Les deux hommes marchaient sous les pommiers, inspectant et appréciant la ferme. L’usurier disait ses projets. Il créerait une pépinière qui ne coûterait presque rien. En dix ans, le pépin a donné un pommier bon à planter, et qui fournit après peu, sa razière de fruit. C’était l’avenir. Le phylloxera n’a pas laissé de vignobles dans la moitié du pays où il y en avait. On falsifiait tous les vins. Il faudra bien que les Parisiens, un jour ou l’autre, se mettent à boire du cidre. Et c’est alors que la Normandie gagnera de l’argent ! Et les malins avisés comme lui auront un revenu assuré, rien qu’avec la récolte des pommes ; car, le cidre renchérira lorsqu’il sera exporté en grand, au lieu d’être la boisson consommée seulement dans le pays d’origine.

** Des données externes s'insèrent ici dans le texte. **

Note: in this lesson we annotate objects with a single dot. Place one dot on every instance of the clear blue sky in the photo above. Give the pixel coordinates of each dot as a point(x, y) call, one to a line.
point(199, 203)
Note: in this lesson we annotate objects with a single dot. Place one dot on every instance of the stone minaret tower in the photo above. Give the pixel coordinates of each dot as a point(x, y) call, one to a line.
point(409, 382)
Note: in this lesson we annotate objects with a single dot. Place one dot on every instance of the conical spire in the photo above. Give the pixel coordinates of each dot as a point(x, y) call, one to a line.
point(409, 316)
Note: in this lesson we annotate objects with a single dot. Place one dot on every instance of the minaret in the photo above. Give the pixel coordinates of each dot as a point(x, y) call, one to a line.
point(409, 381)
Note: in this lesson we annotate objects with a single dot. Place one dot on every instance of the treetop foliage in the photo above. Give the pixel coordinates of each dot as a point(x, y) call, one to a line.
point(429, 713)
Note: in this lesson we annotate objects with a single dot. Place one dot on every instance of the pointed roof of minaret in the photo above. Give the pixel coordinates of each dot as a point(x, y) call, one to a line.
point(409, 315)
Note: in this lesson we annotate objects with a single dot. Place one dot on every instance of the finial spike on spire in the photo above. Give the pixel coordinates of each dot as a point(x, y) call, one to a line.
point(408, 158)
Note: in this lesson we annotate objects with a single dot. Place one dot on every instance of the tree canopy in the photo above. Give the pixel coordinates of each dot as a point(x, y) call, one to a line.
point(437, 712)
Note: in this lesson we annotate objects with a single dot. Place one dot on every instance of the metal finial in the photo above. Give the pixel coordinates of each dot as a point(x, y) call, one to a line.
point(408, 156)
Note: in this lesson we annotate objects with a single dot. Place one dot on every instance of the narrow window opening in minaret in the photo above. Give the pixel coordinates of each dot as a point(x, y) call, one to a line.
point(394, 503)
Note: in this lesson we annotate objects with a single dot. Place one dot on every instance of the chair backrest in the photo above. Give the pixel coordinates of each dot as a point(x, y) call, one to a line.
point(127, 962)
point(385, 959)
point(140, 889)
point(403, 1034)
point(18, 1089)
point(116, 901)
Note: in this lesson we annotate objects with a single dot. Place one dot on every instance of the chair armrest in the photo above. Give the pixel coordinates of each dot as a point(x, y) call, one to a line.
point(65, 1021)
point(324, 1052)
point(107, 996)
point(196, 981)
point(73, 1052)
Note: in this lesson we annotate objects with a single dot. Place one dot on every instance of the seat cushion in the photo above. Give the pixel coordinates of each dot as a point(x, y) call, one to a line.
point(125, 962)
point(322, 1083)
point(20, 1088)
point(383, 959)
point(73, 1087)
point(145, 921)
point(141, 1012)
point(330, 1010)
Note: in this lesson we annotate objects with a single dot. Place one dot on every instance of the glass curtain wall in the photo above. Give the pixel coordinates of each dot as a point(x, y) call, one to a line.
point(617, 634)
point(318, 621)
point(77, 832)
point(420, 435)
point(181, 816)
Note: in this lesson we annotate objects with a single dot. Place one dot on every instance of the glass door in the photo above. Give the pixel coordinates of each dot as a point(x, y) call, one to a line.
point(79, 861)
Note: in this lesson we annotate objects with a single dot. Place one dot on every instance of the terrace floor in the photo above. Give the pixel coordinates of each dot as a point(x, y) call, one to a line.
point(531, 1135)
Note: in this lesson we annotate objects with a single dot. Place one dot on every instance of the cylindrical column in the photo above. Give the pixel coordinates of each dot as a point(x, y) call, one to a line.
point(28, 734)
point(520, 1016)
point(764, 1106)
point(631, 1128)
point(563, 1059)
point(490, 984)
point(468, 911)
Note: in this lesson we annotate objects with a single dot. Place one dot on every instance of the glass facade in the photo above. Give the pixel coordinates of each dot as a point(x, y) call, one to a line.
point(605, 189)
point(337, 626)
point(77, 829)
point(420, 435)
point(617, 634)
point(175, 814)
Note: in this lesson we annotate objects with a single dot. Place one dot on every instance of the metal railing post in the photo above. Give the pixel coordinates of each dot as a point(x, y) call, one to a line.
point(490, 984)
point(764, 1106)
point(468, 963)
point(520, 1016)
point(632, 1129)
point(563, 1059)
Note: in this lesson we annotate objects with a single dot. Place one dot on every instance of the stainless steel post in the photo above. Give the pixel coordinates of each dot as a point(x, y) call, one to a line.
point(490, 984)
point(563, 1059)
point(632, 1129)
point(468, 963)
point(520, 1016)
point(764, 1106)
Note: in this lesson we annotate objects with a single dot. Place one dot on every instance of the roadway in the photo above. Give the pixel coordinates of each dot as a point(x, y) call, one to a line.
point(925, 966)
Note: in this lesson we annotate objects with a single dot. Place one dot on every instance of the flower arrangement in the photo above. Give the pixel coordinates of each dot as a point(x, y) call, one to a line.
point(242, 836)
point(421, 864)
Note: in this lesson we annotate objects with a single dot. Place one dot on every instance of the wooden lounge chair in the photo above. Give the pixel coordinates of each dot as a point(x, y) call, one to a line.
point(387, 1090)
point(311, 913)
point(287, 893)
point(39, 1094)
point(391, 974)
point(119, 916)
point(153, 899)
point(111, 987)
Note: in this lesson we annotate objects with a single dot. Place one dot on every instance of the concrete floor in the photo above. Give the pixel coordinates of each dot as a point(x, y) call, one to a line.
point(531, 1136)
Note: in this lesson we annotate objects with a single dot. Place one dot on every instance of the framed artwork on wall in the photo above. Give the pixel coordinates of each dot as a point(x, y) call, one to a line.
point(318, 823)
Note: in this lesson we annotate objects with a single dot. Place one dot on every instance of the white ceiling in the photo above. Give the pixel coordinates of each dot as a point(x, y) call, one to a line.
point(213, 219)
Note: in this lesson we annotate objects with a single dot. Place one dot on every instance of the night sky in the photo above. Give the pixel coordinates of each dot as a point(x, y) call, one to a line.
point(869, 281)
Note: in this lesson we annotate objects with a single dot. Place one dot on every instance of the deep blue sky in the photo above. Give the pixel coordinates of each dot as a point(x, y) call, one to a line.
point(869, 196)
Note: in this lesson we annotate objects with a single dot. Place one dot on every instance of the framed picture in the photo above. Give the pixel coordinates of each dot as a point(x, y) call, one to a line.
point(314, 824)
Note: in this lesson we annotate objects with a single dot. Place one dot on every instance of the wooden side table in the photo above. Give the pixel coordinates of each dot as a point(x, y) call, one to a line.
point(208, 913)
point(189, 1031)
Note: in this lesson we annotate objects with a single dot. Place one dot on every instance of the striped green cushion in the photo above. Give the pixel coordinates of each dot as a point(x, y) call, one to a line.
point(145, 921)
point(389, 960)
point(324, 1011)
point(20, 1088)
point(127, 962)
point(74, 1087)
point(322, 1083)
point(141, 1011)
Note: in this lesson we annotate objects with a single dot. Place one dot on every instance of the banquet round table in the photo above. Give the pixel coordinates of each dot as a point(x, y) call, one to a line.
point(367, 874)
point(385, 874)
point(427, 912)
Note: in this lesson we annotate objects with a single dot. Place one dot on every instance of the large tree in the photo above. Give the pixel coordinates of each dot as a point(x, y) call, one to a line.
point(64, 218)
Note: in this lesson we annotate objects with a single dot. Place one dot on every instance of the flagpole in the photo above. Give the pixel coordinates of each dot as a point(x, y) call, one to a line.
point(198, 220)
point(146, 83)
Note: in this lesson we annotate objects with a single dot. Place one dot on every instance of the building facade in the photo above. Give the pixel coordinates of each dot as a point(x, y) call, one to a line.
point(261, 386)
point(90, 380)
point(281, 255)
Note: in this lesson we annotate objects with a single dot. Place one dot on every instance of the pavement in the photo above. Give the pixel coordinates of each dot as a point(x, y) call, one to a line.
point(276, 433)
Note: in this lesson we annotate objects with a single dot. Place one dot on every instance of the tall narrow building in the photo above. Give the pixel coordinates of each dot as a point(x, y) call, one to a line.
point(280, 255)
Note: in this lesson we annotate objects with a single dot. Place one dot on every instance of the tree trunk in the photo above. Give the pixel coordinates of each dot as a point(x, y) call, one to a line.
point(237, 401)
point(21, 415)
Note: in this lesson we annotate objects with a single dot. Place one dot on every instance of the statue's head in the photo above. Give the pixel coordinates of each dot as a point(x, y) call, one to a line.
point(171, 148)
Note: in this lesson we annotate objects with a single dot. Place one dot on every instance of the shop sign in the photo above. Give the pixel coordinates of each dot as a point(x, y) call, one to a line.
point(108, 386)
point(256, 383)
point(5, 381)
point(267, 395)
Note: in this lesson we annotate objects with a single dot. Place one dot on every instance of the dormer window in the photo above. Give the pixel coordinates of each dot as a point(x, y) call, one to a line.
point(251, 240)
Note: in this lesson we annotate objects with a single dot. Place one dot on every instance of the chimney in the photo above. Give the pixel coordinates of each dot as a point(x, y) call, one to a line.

L’usurier recevait, à son café, un journal où il avait lu le discours économique d’un député normand. C’était ces idées-là qu’il émettait, se servant des termes parlementaires, avec un ronflement de ses phrases qui détonnaient et surprenaient comme un son de cuivre qui sortirait d’une flûte.

Qu’en pensait l’homme d’affaires ? N’était-il pas de cet avis ? Il y avait bien des changements à opérer ; par exemple, faire creuser des rigoles dans le pré du vallon, y détourner, de temps en temps, le cours du petit ruisseau. L’herbe y pousserait plus drue et la récolte du foin doublerait.

Une chose encore qu’il ne souffrirait pas, c’était l’élevage des bœufs.

Il le défendrait à son fermier, formellement. Ça tue la terre. Ils rongent l’herbe et leur fumier ne vaut rien. Ce n’est bon qu’à faire en grand, dans les herbages des vallées, mais dans les cours, sous les pommiers, c’était de la folie. Et maintenant qu’on voit arriver tant de viandes d’Amérique ! N’était-ce pas là ce qui avait ruiné les Goron ? Il ne voulait pas les blaguer, ces pauvres gens, mais vraiment ils étaient trop bêtes. Et ce Cyrille, pourquoi donc s’était-il laissé mener comme ça par sa femme ! Et pourquoi n’était-il pas là, tantôt ? Il avait dû s’enfuir en les voyant arriver.

— Cyrille ! cria longuement une voix perçante.

Dans le calme de l’air ce cri monta, répété trois fois. C’était Mme Goron qui devant sa porte, appelait son mari.

L’usurier et l’homme d’affaires virent une silhouette vaciller sur la crête de la colline, aux arêtes nettement tranchées sur la grisaille du ciel qui s’embrumait.

Cyrille sortait du poste où, toutes les après-midi, il montait pour voir, par delà le ruban de Seine, la petite maison de Jumièges où il avait été si heureux.